New with Cilk .... need a little help

black__edgar · ‎10-04-2013

Hi,

I have this application which according to Intel advisor should get about 3.5 of speedup using 4 threads.

Using OpenMP I was able to get only ~ 2.35 with 2 and 2.85 with 4 threads.

Now I am learning and applying Cilk to see if I can improve this performance. My compiler is icc (ICC) 14.0.0 20130728.

I am using only cilk_for (similar to what I did with openMP). Running the application with one processor I get the same performance with Cilk and openMP. However adding more processors hurts the Cilk performance big time.

Below is the essential part of mi code. The parallel loops are inside the functions preM() and posM() functions which I also listed below.

Notice that both functions preM() and posM() are called form inside a double nested loop which are inside a while loop. Could that be the problem? too much overhead? I have being playing with #pragma cilk grainsize without luck.

Any help and/or comments will be appreciated.

Thanks in advance.

......

while (myBool && iter < 14) {
myBool=false;
iter++;
for (i=0; i<ncol; i++) {
for (j=nrow-1; j>i; j--) {
if (j >= ncol ) {
symmetric(a, 0.0, a, 0.0, &c1,&s1 );
} else {
symmetric(a, a, a, a,&c1,&s1 );
} // end if //
c = 1.0;
s = 0.0;
preM(a, a,ncol,c1,-s1);
if (j<ncol) {
diagonal(a,a, a, &c,&s);
preM(a, a,ncol,c,s);
posM(&a[0], &a[0],nrow,ncol,c,s);
posM(&v[0], &v[0],ncol,ncol,c,s);
} // end if //
preM(u, u,nrow,(c1*c + s1*s),(c1*s - s1*c));
} // end for //
} // end for //

.....

} // end while //

.....

++++++++++++++++++++ preM.c +++++++++++++++

#include <stdio.h>
#include <stdlib.h>
#include <cilk/cilk.h>

#include "real.h"
void preM (real *a,real *b, unsigned int nCol, real c, real s) {

unsigned int col;
// int gs = (nCol/__cilkrts_get_nworkers());
// #pragma cilk grainsize = 63
cilk_for (col=0; col<nCol;col++) {
real ri = a[col];
real rj = b[col];
a[col] = c*ri - s*rj;
b[col] = s*ri + c*rj;
} // end for //
} // end preM() //

++++++++++++++++++++ posM.c +++++++++++++++

#include <stdio.h>
#include <stdlib.h>
#include <cilk/cilk.h>

#include "real.h"
void posM (real *a,real *b, unsigned int nRow, unsigned int nCol, real c, real s) {

unsigned int row;
// int gs = (nCol/__cilkrts_get_nworkers());
// #pragma cilk grainsize = 63
cilk_for (row=0; row < nRow*nCol;row+=nCol) {
real ci = a[row];
real cj = b[row];
a[row] = c*ci - s*cj;
b[row] = s*ci + c*cj;
} // end for //
} // end posM() //

Jim_S_Intel · ‎10-04-2013

I haven't looked too deeply at your code, but I think you are probably right, in that you may have a problem with parallel overhead. How big are "nRow" and "nCol"? Generally you will get better performance with Cilk Plus if you are able to restructure your code to parallelize the outermost loops.
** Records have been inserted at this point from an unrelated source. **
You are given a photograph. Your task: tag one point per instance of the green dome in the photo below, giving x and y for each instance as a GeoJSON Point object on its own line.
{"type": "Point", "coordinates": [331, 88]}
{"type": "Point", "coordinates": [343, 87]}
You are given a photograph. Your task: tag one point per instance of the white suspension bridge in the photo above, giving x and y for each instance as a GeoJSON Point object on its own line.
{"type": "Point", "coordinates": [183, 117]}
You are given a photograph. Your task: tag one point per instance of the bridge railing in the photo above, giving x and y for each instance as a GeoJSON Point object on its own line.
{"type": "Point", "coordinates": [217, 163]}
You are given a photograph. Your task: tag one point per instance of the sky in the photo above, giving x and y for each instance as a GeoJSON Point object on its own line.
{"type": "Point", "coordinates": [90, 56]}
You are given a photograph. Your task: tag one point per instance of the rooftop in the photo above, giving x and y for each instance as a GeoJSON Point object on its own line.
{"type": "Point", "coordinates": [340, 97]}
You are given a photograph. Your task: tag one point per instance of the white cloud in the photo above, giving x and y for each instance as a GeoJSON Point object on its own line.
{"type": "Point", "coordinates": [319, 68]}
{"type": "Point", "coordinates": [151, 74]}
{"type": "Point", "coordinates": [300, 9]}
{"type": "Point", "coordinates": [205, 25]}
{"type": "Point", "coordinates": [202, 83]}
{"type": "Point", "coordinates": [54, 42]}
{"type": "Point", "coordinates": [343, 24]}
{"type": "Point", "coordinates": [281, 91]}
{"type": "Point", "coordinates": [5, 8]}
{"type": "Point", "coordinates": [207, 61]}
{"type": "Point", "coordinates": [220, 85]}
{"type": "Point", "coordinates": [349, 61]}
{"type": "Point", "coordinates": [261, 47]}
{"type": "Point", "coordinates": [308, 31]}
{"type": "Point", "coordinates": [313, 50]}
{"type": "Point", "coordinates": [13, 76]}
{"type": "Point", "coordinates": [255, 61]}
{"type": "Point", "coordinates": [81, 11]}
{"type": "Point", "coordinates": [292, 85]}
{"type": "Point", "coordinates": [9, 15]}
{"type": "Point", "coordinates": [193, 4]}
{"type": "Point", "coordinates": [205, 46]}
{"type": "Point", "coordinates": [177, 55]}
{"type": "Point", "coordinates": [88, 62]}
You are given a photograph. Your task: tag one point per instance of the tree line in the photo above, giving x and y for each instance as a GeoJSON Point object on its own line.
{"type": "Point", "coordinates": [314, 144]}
In a recent article, I summarized some of the common performance issues people run into using Cilk Plus. For this example, I would probably look items #1, #2, #4, and possibly #8?
http://software.intel.com/en-us/articles/why-is-cilk-plus-not-speeding-up-my-program-part-2

In this case, it is also possible that OpenMP is getting some cache-locality benefits from its static scheduling of parallel loops. Because Cilk Plus will use work-stealing to redistribute work for every cilk_for loop, it won't get the same benefits. But I'd be interested in doing some additional investigation before jumping to that conclusion, because there are sometimes other less obvious issues that can be at fault.

Would it be possible for you to post a full program (or a simplified kernel) that exhibits the same behavior, so we can try and reproduce the behavior you are seeing?

Cheers,

Jim

Nick_M_3 · ‎10-05-2013

The other very common reason is cache inefficiency (and occasionally TLB). posM does not look good for that. That is checkable using the performance counters.
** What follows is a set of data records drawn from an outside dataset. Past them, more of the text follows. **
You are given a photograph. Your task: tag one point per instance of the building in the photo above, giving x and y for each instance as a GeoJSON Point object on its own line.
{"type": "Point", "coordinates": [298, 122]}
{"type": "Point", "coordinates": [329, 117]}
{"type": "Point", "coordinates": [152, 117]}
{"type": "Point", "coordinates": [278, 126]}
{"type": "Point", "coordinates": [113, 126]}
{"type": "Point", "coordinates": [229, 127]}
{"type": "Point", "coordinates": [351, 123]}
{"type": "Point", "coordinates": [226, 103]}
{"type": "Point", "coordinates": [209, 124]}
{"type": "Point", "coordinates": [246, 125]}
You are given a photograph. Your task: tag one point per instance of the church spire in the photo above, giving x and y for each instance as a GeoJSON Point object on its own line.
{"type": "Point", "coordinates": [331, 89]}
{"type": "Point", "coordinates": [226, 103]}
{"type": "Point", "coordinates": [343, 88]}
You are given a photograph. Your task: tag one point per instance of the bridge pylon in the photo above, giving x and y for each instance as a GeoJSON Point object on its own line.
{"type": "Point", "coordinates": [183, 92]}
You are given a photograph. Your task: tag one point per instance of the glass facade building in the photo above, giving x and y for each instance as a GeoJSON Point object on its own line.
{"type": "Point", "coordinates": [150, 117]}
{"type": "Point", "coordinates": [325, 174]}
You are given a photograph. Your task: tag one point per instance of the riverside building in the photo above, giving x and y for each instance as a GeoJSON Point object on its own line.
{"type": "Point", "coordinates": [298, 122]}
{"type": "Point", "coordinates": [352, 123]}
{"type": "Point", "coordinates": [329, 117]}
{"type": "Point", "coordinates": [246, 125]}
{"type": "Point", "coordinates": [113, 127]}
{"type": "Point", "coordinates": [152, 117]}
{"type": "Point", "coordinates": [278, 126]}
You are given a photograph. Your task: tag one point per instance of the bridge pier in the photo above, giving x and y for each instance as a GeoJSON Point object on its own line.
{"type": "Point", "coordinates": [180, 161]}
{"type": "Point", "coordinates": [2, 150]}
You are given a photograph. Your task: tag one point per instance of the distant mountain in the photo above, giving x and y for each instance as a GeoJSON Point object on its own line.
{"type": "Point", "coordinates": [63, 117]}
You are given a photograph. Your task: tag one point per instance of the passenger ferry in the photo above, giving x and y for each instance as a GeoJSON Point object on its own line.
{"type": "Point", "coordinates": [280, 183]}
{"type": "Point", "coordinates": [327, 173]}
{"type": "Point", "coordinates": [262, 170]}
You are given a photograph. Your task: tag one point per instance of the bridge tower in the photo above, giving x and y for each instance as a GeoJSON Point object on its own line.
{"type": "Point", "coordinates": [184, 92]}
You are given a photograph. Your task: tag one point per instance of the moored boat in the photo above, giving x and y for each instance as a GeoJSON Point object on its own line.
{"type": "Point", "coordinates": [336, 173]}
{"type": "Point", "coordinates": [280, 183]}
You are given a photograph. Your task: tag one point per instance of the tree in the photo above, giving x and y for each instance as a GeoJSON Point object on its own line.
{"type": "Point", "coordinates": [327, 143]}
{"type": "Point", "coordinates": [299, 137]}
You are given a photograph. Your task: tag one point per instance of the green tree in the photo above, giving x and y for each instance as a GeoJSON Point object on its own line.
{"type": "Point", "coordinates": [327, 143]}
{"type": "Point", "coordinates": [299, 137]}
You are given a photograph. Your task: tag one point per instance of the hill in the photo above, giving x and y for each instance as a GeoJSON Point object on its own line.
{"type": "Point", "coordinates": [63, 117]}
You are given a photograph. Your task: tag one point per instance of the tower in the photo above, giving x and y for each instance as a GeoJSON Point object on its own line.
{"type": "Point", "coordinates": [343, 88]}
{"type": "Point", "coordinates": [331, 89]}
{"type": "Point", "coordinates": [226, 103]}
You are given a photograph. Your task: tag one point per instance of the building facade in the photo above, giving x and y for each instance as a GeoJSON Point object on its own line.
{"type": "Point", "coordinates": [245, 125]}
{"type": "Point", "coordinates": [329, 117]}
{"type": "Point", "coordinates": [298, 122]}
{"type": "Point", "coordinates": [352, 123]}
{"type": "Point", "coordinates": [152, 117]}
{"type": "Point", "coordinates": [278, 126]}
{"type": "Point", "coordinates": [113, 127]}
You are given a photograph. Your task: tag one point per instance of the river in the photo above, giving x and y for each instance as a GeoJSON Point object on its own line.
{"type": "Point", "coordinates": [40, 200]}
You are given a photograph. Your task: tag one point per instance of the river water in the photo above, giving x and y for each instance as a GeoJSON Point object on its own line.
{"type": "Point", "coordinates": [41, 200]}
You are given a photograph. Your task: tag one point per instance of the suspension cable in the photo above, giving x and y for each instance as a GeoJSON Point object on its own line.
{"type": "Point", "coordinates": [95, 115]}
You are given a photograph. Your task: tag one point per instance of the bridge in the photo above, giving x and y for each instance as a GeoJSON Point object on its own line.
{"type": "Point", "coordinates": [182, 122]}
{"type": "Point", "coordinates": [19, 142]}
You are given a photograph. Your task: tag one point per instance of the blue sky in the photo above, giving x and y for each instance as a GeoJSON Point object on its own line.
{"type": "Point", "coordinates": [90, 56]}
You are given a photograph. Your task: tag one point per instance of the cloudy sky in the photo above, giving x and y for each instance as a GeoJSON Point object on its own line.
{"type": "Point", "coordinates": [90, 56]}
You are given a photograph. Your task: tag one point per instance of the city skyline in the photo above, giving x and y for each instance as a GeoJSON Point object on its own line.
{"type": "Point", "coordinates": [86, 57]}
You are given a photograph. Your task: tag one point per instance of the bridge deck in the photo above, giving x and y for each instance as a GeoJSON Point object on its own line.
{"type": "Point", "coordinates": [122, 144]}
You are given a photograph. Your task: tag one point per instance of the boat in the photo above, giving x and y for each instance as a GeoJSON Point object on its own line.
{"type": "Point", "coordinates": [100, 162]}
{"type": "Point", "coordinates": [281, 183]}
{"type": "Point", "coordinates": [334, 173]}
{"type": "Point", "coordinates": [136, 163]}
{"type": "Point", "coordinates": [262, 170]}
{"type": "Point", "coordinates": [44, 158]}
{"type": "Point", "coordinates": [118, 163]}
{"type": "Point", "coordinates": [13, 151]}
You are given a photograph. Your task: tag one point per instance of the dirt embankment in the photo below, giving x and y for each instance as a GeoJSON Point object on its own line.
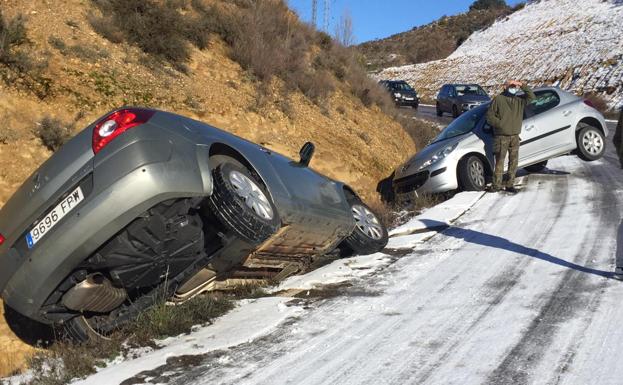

black__edgar · ‎10-05-2013

Thanks for responding. I will try to give some feedback to address your question or comments:

The program obtains the singular value decomposition of a rectangular dense matrix using an inefficient procedure similar to a jacobi iteration. It was initially developed as a school project using MPI. The results were not good (failure).

A CUDA version of the program was developed and the program shows a respectable scalability. The speedup grows as the size of the matrix grows. For the largest matrix I was able to test (3500x3500) the speedup was > 6. (I was allowed only one hour of GPU time per run. The serial version taken as base required > 6 hours to run). There should be a limit in the speedup growth, but I coudn't find it given my limitation on GPU time.
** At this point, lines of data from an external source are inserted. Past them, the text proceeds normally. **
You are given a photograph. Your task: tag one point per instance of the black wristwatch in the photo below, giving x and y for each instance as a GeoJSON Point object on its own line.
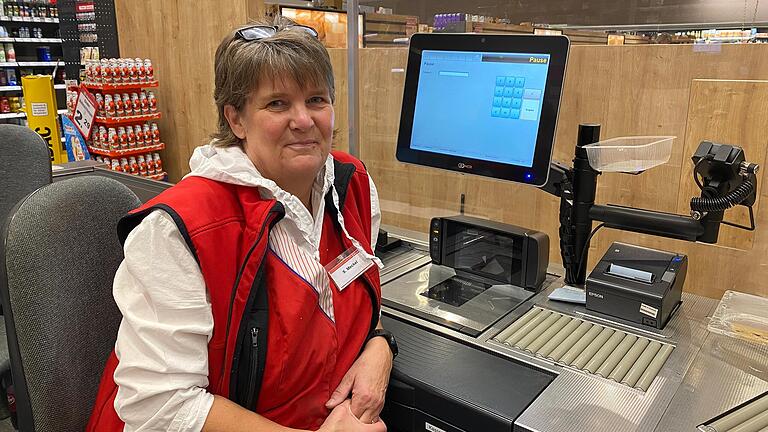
{"type": "Point", "coordinates": [386, 334]}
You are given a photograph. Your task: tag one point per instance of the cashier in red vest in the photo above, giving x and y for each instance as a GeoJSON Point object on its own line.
{"type": "Point", "coordinates": [267, 209]}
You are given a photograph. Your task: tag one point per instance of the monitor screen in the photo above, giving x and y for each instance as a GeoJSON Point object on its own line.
{"type": "Point", "coordinates": [483, 104]}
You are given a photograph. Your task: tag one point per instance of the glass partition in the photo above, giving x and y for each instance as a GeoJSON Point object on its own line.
{"type": "Point", "coordinates": [689, 69]}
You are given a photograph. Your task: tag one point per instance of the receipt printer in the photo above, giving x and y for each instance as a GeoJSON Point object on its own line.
{"type": "Point", "coordinates": [637, 284]}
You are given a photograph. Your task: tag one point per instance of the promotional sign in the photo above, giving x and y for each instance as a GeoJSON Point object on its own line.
{"type": "Point", "coordinates": [40, 103]}
{"type": "Point", "coordinates": [85, 111]}
{"type": "Point", "coordinates": [74, 141]}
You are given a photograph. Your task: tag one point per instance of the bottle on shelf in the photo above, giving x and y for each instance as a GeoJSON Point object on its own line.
{"type": "Point", "coordinates": [158, 163]}
{"type": "Point", "coordinates": [10, 53]}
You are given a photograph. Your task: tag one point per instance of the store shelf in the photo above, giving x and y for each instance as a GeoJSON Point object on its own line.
{"type": "Point", "coordinates": [115, 121]}
{"type": "Point", "coordinates": [126, 153]}
{"type": "Point", "coordinates": [31, 64]}
{"type": "Point", "coordinates": [28, 19]}
{"type": "Point", "coordinates": [40, 64]}
{"type": "Point", "coordinates": [37, 40]}
{"type": "Point", "coordinates": [160, 176]}
{"type": "Point", "coordinates": [18, 88]}
{"type": "Point", "coordinates": [12, 115]}
{"type": "Point", "coordinates": [121, 86]}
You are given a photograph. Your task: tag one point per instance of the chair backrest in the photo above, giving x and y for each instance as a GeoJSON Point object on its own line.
{"type": "Point", "coordinates": [59, 255]}
{"type": "Point", "coordinates": [24, 166]}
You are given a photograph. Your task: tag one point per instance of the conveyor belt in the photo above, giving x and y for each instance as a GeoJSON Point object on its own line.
{"type": "Point", "coordinates": [752, 417]}
{"type": "Point", "coordinates": [593, 348]}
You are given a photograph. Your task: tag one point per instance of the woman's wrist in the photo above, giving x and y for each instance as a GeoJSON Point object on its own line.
{"type": "Point", "coordinates": [379, 344]}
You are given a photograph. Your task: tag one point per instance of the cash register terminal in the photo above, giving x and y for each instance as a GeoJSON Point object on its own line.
{"type": "Point", "coordinates": [484, 105]}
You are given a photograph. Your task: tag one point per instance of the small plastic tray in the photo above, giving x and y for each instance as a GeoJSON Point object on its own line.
{"type": "Point", "coordinates": [629, 154]}
{"type": "Point", "coordinates": [742, 316]}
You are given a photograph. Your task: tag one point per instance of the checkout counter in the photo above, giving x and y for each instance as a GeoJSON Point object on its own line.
{"type": "Point", "coordinates": [481, 346]}
{"type": "Point", "coordinates": [445, 379]}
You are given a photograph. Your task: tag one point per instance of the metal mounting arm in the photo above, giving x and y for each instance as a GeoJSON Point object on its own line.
{"type": "Point", "coordinates": [727, 180]}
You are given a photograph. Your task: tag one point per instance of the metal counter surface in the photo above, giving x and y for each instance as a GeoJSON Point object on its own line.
{"type": "Point", "coordinates": [704, 376]}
The openMP version of the program produce a speedup < 3 using 2,4,8 processors. Initially I had a problem with openMP similar to the one I am having now with Cilk. I was using "omp parallel for" inside the preM() and posM() functions. I was not getting any speedup. Then, I create a parallel region before the nested loops (inside the while loop), using "omp single" to protect some code that needs to be executed by a single thread, and use work-sharing "omp for" inside the preM() and posM(). The overhead was then reduced and I am getting speedup but only < 3.

Then I decided to give a chance to Cilk, without luck yet.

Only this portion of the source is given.